An Easy way to Divide House Work Between the Entire Family

Besides building responsibilities and character in children, dividing household chores can be a daunting task for parents. Yet, it can be easily done by way of lists and charts, and displaying it in the common area, such as the kitchen or a copy in everyone’s room. It should be listed with the typical chores that every family can live with and not feel threatened by work overload for each individual: adults and children.  The common problem with telling a child or teen what to do usually leads to fights or conflicts among family members, especially teenagers and this -- alone -- can be a common culprit. It can also lead to marriage conflicts.

 

Chore Charts Are a Great Way to Visually be Seen By Everyone

It's useful to create a chore chart that will work for your household. Some items on the chore chart will probably be standard, and others will be specific to your home. You and your spouse need to sit down together to make a list that will work for both of you. If you are currently doing the majority of the housework, your spouse may not be so enthusiastic about working out a new system with you. But if there is resentment on your part, then you need to explain this to your spouse.

So, by following common household chores, such as kitchen, bedroom, living room, bathroom, and even outside, for instance, here are some of the typical lists of duties a household can divide amongst family members regardless of age:

 

The Typical Household List for All to Share

First of all, the kitchen is one of the most used areas in a house that is utilized by all besides the bathroom.  Some common chores are as follows:

 

  • Meals, planning and preparing are a daily activity. But it can be split into weekly or weekends only.  Also, setting and clearing the table with dishwashing or loading the dishwasher.
  • Also cleaning and organizing counter space and stove top, drawers, and cupboards. Cleaning the refrigerator and freezer, cleaning the sink and microwave.
  • Next are the bedrooms which each individual should be responsible for.

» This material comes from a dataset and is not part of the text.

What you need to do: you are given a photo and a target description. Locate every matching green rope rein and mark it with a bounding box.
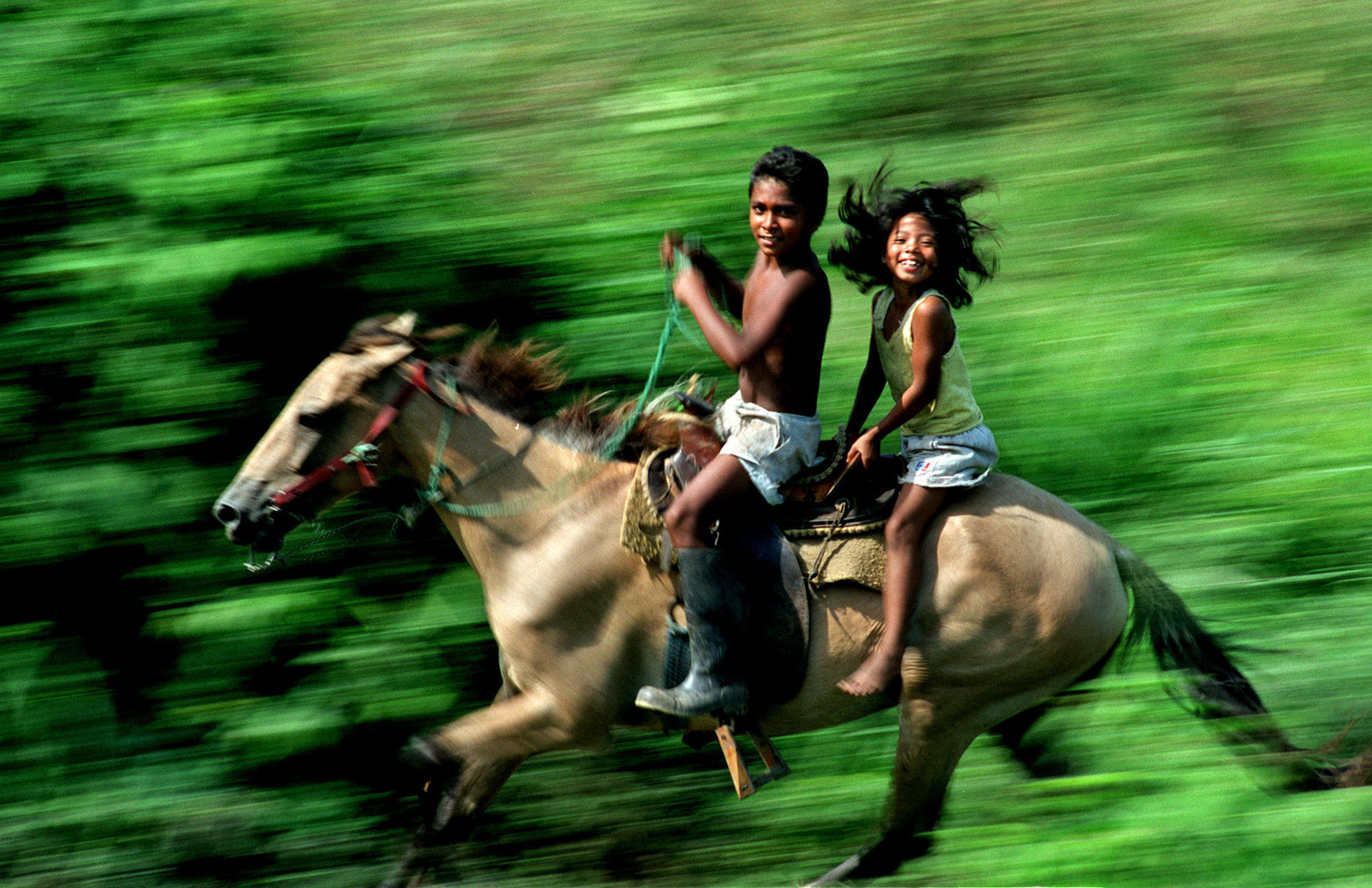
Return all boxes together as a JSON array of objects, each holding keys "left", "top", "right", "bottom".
[{"left": 420, "top": 249, "right": 690, "bottom": 518}]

Such as making his/her own bed, picking and putting away clothes and cleaning out his or her own closet, dresser, work area and for the little ones, picking his or her toys.
  • The bathrooms are another area that needs cleaning weekly. Such as the shower and tub, toilets, counters, mirrors, drawers, and cupboards.
  • Next is the family areas: picking up toys, books, organizing bookshelves, clean/dust top surfaces…etc., and also, the laundry room, such sorting them into loads, washing and drying, folding and putting away, for instance.
  • Never forget the floors since this is needing sweeping and mopping at least a week or so, and vacuuming, shampooing carpets, and waxing…
  • Some other areas that need attention for the entire household is taking the garbage out, taking care of family pets, washing windows, pool cleaning, and garage cleaning.
  • Also, what can be put on the chart of things to do for dividing household chores are washing and vacuuming vehicles.
  • Garden work should not be left out. For instance weed eating, planting or picking flowers, mowing the lawn, raking leaves, shoveling snow…etc.

 

Team Work will Indefinitely Be Built with Sharing Chores

Finally, utilizing a list or chore chart is a great way to begin the journey of sharing duties and responsibilities between family members. The best way to encourage and motivate children to do their chores is to encourage their behavior with the most positive feedback. This will bring out a rewarding feeling for each individual. Keep in mind that each calendar or chart should have weekly or daily chores as well as the list of chores in each bracket.  There is no better way to encourage and track good behavior than to use a reward chart. Parents and children will get the most out of sharing chores together that will also bring a team work element into the entire family as well as building a great foundation of closeness, and of course cleanliness.